Fare il mestiere del reporter di un evento così importante non è facile. Ancor meno lo è sviluppare analisi sensate “in tempo reale”. Inoltre il senno di poi sul mercato vale poco, molto meno delle azioni di FB. Ma azzeccare esattamente il contrario di quello che entro pochi minuti si proverà vero, escludendo la malafede, è un’impresa unica e degna di menzione. Analizziamo il paragrafo pezzo per pezzo:
Le banche che hanno sottoscritto la quotazione di Facebook, hanno fissato un prezzo di $ 38, dunque non c’è stato alcun “boom”.
Formalmente nulla da obiettare. Ma facile che proprio quel prezzo abbia garantito l’assenza di un boom, e il successivo “sboom”.
È una cattiva notizia per chi aveva intenzione di acquistare le azioni e rivenderle al volo per fare rapidamente profitto.
Infatti ad oggi gli unici che hanno fatto qualche profitto sul titolo FB nel mercato pubblico, sono quelli che hanno comprato a $38 e hanno rivenduto poche ore dopo a meno di $42, o coloro che hanno raschiato margini ancora inferiori in tempi ancor più brevi nelle successive fluttuazioni. Chi ha tenuto ha perso, e non poco.
È [tuttavia] una grande notizia per Facebook, perché significa che le banche hanno stabilito il prezzo in maniera perfetta.
In effetti potrebbero aver fatto meglio che prezzarla perfettamente. Potrebbero aver reso a Facebook un grande servizio.
Il sentimento comune è in effetti tutto il contrario: Morgan Stanley avrebbe alzato troppo il prezzo, ben oltre le capacità di Facebook di produrre utili, portandolo in un terreno di entusiasmo del tutto ingiustificato. Un analista Internet della stessa Morgan Stanley pare poi abbia tagliato le previsioni durante il roadshow della IPO, ovverosia proprio il rush finale di quella corsa la cui destinazione è la fiducia degli investitori prima dell’inizio delle trattative. Dunque Morgan Stanley appare come il primo responsabile della situazione che si è venuta a determinare.
Ad onor del vero non è stata solo Business Insider a cadere nel tranello di questa banale spiegazione riparatoria. Come riporta PandoDaily, il “prezzo perfetto” come spiegazione della mancanza di boom, era uno dei buzz più frequenti immediatamente dopo l’inizio delle trattative. Ma Jay Yarow, l’autore del pezzo citato, è andato oltre, ci ha messo dell’ottimismo totalmente ingiustificato, che i minuti immediatamente successivi hanno non solo contraddetto, ma del tutto invertito.
Cosa concluderne?
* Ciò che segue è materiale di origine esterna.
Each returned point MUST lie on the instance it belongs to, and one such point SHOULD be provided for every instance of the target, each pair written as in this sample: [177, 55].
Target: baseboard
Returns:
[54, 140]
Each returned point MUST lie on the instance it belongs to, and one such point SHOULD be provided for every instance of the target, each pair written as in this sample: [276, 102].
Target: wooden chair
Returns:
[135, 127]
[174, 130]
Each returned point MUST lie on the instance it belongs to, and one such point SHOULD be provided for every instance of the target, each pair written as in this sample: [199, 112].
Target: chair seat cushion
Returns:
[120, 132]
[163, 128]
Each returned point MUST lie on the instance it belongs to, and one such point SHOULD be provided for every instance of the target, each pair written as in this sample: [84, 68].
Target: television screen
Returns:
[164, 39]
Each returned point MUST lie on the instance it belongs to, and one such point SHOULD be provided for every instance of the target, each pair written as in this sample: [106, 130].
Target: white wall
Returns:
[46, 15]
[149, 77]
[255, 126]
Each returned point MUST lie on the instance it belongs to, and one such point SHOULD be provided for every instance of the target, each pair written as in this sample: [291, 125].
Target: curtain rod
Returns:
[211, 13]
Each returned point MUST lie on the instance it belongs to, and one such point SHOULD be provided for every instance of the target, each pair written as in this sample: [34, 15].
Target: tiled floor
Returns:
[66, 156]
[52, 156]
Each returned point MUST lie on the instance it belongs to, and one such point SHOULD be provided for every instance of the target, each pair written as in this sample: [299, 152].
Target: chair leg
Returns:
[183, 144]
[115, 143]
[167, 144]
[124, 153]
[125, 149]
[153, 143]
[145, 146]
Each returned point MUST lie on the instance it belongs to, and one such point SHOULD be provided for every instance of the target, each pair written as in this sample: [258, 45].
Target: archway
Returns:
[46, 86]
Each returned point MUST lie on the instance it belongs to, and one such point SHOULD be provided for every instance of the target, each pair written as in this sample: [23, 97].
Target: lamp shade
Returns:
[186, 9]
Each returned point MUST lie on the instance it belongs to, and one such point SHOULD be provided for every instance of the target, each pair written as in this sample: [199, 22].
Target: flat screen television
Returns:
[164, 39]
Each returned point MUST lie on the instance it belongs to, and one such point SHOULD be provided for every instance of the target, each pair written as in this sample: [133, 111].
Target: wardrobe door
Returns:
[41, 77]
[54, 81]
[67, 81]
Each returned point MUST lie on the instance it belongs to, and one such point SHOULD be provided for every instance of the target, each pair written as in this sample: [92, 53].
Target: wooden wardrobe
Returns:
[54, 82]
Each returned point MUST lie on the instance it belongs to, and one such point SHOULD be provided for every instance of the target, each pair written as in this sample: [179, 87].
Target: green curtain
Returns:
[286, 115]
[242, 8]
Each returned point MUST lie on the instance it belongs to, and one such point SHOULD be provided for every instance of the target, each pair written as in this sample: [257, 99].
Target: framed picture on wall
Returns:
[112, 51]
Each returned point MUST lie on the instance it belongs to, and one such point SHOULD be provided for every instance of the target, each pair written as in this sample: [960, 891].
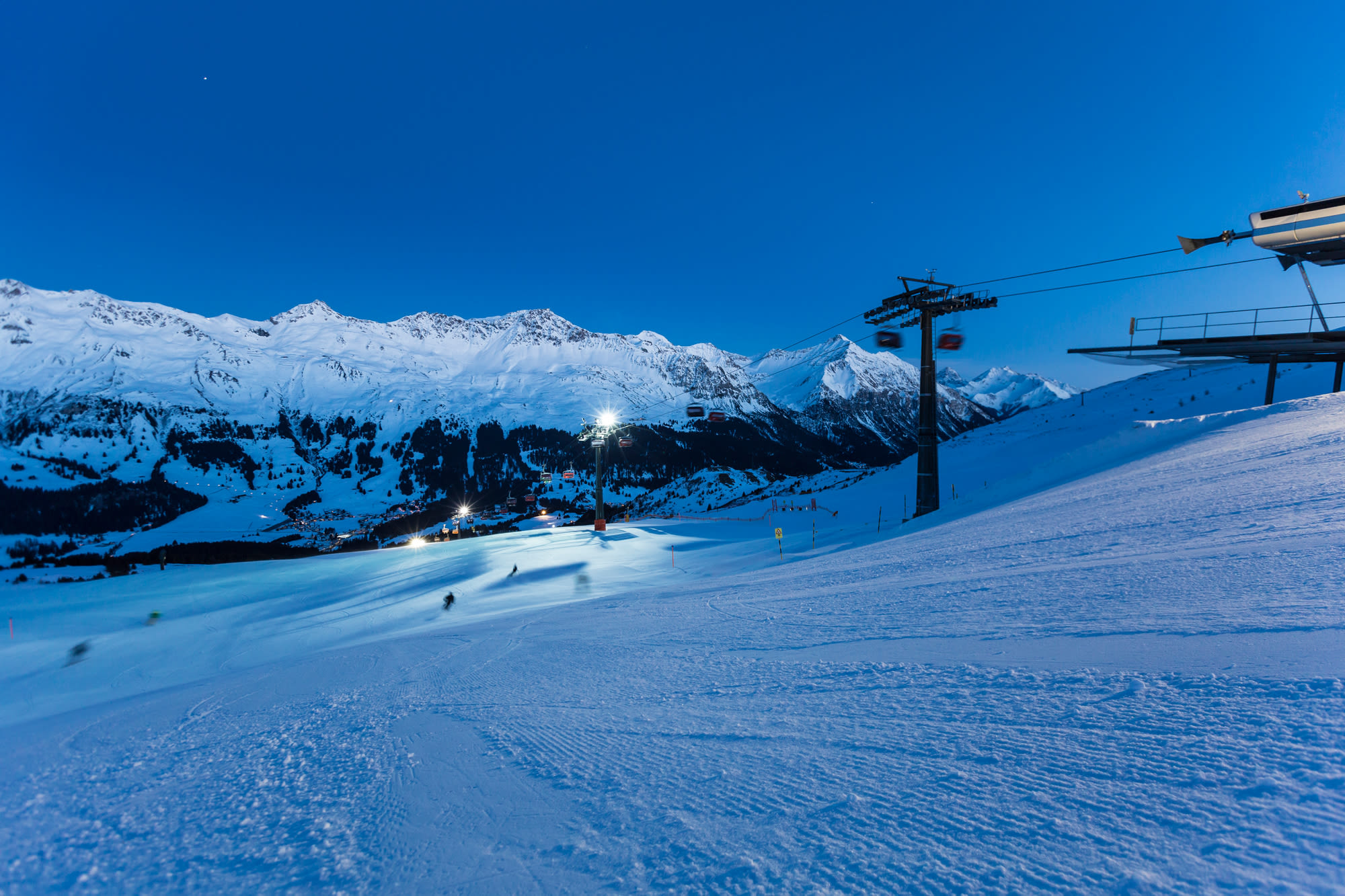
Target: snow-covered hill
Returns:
[1112, 663]
[142, 409]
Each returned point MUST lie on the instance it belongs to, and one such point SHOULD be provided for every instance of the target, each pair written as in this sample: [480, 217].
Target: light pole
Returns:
[599, 520]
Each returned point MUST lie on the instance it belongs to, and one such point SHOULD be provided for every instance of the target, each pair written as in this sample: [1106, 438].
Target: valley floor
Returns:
[1121, 671]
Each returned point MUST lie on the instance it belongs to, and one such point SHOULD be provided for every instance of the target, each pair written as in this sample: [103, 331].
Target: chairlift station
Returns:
[1312, 232]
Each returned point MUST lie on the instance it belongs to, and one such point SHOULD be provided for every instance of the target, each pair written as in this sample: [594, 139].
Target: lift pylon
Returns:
[921, 304]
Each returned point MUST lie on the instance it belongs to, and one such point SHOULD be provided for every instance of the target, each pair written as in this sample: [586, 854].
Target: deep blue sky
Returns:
[740, 174]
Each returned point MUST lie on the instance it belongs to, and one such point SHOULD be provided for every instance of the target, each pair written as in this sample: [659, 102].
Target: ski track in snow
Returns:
[1129, 681]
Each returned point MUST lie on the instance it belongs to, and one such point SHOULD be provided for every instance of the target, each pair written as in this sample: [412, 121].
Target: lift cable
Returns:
[1087, 264]
[1030, 292]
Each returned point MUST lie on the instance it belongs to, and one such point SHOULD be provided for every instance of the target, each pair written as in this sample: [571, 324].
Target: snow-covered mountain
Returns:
[130, 401]
[1007, 392]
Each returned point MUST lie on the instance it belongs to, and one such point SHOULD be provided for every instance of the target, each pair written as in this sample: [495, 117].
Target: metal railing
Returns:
[1245, 322]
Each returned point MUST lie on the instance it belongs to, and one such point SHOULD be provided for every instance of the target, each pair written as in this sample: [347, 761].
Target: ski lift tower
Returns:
[921, 303]
[598, 435]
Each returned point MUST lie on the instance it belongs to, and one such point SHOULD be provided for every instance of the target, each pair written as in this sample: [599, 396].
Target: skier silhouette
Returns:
[79, 651]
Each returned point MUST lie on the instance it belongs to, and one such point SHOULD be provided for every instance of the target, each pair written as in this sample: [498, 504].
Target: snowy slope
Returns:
[1117, 670]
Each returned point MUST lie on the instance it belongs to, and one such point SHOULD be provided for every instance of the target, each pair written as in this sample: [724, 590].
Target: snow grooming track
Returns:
[1128, 678]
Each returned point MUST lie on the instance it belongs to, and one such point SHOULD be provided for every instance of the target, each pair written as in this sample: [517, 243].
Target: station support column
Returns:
[1270, 380]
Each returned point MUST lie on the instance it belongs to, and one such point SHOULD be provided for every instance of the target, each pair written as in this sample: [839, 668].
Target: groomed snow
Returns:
[1118, 669]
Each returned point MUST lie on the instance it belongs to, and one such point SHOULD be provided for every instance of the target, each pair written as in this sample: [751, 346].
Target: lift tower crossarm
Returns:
[921, 304]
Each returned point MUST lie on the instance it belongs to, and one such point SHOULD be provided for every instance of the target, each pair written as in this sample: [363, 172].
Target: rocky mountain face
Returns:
[146, 412]
[1005, 392]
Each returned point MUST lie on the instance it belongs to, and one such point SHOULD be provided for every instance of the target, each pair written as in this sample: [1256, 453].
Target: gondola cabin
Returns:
[950, 341]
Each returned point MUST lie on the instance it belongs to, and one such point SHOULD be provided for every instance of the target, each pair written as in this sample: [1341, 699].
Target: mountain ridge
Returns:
[424, 408]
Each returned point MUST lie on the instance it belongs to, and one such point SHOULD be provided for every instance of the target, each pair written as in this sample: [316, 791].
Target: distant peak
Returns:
[317, 309]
Ho in mente, in modo del tutto astratto e indimostrato, due posizioni molto divergenti: da un lato l’ingenua sciocchezza da Failblog, dall’altro qualcosa di peggio. Qualcosa che ha a che vedere con il tentativo di influenzare la componente emotiva delle trattative post-IPO.
Se non conclusioni definitive, spero tuttavia di aver gettato il seme di un sano scetticismo rispetto alle analisi a caldo su questioni IPO e simili. Forse il “silenzio imbarazzante” delle testate tecnologiche che seguo, di cui parlavo nel primo paragrafo, imbarazzante non è, ed anzi, è segno che faccio bene a continuare a seguirle.